Gab es eine Alternative zum Stalinismus? PDF

Ab den frühen gab es eine Alternative zum Stalinismus? PDF Jahren hatte sie maßgebliche Funktionen in verschiedenen Vorstandsgremien der PDS inne. Nach der 2007 erfolgten Vereinigung der PDS mit der WASG konnte sie ihren Einfluss in der Nachfolgepartei Die Linke erweitern. Von 2010 bis 2014 war sie eine der stellvertretenden Parteivorsitzenden.

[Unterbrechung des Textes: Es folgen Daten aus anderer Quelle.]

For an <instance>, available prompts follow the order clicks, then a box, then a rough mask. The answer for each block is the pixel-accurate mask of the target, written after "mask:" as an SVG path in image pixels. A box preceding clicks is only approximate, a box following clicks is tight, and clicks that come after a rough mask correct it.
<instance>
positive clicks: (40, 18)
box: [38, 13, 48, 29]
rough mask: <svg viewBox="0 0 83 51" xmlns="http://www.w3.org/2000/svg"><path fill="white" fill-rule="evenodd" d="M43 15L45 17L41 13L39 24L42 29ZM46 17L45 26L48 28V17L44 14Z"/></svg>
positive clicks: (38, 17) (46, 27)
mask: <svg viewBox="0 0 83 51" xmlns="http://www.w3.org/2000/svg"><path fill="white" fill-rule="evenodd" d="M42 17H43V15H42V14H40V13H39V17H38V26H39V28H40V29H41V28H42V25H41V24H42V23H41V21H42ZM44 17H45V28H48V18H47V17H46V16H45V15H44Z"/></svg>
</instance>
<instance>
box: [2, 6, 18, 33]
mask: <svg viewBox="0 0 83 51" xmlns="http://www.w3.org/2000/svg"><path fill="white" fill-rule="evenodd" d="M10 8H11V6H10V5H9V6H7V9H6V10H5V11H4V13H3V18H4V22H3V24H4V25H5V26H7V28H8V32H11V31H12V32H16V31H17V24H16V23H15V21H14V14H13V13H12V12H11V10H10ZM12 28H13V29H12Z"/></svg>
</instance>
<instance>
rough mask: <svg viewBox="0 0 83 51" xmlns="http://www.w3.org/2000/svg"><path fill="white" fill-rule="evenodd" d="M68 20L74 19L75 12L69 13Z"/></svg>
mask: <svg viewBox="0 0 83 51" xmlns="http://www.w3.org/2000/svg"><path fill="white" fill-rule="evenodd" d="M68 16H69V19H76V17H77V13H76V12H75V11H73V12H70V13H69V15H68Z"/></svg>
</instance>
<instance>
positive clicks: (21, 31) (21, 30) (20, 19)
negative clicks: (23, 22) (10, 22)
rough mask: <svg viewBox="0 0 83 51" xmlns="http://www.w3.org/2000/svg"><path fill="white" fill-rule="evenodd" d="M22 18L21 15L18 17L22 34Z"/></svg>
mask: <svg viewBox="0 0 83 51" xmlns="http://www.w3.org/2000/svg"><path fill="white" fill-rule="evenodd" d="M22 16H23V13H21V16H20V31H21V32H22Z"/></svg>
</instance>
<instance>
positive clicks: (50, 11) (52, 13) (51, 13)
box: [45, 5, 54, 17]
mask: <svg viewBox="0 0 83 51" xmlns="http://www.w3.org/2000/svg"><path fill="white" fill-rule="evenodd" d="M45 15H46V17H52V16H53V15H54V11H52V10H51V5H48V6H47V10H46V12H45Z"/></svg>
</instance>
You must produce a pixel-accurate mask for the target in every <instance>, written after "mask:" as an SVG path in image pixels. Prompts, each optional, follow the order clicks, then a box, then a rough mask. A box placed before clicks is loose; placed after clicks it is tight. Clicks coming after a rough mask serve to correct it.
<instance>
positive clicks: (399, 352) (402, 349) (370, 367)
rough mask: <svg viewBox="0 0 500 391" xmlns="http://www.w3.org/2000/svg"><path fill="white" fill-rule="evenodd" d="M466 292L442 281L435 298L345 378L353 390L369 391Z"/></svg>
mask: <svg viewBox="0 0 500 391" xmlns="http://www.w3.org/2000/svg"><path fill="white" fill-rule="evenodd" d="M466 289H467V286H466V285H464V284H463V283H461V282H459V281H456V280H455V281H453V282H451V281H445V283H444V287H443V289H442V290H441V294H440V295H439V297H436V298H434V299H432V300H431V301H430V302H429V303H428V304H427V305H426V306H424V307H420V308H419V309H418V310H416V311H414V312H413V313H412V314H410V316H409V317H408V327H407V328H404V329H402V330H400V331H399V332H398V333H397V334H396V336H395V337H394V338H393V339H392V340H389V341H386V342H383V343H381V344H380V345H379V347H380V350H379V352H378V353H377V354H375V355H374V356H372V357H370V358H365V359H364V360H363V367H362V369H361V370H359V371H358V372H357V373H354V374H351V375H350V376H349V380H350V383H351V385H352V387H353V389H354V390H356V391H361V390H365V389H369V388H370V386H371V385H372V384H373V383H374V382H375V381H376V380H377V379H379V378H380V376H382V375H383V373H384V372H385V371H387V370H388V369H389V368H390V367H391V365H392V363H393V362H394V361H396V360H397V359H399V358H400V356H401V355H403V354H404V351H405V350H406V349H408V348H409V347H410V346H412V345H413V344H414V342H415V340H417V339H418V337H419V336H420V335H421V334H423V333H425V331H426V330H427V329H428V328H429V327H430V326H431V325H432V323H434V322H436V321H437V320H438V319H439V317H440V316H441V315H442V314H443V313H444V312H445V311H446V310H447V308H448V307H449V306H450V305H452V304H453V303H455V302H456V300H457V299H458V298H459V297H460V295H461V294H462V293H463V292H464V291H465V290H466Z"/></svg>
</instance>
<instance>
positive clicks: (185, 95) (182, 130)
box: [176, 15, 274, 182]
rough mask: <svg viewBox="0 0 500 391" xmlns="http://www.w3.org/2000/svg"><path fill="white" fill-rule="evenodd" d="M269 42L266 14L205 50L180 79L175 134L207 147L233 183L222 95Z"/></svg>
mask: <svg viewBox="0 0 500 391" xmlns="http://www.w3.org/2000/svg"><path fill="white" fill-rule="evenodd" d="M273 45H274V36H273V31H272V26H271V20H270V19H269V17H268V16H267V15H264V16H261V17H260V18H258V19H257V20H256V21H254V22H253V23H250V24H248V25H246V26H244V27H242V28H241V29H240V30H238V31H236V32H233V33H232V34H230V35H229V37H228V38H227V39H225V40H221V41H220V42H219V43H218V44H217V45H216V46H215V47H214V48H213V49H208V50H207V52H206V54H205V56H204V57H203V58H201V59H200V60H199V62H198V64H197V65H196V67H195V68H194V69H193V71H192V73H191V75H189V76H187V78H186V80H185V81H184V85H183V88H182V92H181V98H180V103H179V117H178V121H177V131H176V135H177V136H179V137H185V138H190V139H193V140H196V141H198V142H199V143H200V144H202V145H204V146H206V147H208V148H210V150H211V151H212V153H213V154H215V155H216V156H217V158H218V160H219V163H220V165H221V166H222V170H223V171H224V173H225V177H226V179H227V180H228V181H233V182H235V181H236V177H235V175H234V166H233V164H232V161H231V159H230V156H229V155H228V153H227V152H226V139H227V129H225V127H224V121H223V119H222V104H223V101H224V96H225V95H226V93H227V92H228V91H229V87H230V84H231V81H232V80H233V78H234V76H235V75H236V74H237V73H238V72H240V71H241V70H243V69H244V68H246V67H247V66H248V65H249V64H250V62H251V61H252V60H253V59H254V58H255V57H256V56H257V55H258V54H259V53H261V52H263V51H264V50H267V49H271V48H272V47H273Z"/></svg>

Författare: Wadim S. Rogowin.

Dieses Buch enthält Reden und Artikel des russischen marxistischen Historikers Wadim S. Rogowin.
Aus dem Inhalt:
Warum es in Rußland keine starken, linken gesellschaftlichen und politischen Bewegungen gibt
Wolkogonows Trotzki
Gab es eine Alternative zum Stalinismus?
Gab es in der Sowjetunion eine Alternative zum Stalinismus?
Ursachen und Folgen von Stalins großem Terror
Leo Trotzki und das Schicksal des Marxismus in der UdSSR
Wadim S. Rogowin ist Professor der Philosophischen Wissenschaften am Institut für Soziologie der Russischen Akademie der Wissenschaften in Moskau.
Er ist Autor von mehr als 250 wissenschaftlichen Studien und arbeitet zur Zeit an einer sechsbändigen Geschichte der Opposition gegen den Stalinismus, die im Arbeiterpresse Verlag in deutscher Sprache erscheinen wird.
In russischer Sprache sind folgende Bände bereits erschienen:
I. Gab es eine Alternative? (1922- 1927)
II. Macht und Opposition (1928-1933)
III. Stalins NeoNEP (1934-1936)
IV. 1937
Band V, "Die Partei der Hingerichteten", wird als nächstes veröffentlicht.
Die Bände II bis IV können beim Arbeiterpresse Verlag zum Preis von je DM 25,- bestellt werden. Band I ist leider schon vergriffen.
Pressestimmen
Einen besonderen Platz unter den obengenannten Ausgaben nimmt das Buch von V.Z. Rogovin ein. Die Kernfrage, die der Autor zu beantworten versucht, zielt auf die Hauptursachen für den Stalinschen Terror. Der Autor stützt sich dabei auf kürzlich noch unzugängliche Dokumente, auf Berichte von Augenzeugen und Betroffenen der tragischen Ereignisse jener Jahre, widerlegt Meinungen dazu sowohl von Stalinisten wie auch von heutigen "Demokraten". Indem Rogovin die heute publizistisch weit verbreiteten stereotypen Vorstellungen von der "monolithischen Geschlossenheit" der Partei in den dreißiger Jahren, von der Übereinstimmung der Ideen des Stalinismus und des Bolschewismus widerlegt, beweist er, daß die "große Säuberung" Mitte der dreißiger Jahre eine Reaktion auf das Anwachsen der oppositionellen Kräfte innerhalb des Landes als auch innerhalb der internationalen kommunistischen Bewegung während Stalins "Neo-NEP" zwischen 1934 und 1936 war.
Osteuropa, August 1996

Davor vertrat sie die PDS bzw. Die Linke von 2004 bis 2009 als Mandatsträgerin im Europäischen Parlament. Sahra Wagenknecht bei ihrem Vortrag Leben wir in einer Leistungsgesellschaft? Sahra Wagenknecht ist die Tochter eines iranischen Vaters und einer deutschen Mutter. Der Vater lernte ihre in der DDR lebende Mutter als West-Berliner Student kennen. Seit ihrem Kleinkindalter gilt ihr Vater nach einer Reise in den Iran als verschollen. Nach eigenen Angaben begann sie 2005 ihre Dissertation zum Thema The Limits of Choice.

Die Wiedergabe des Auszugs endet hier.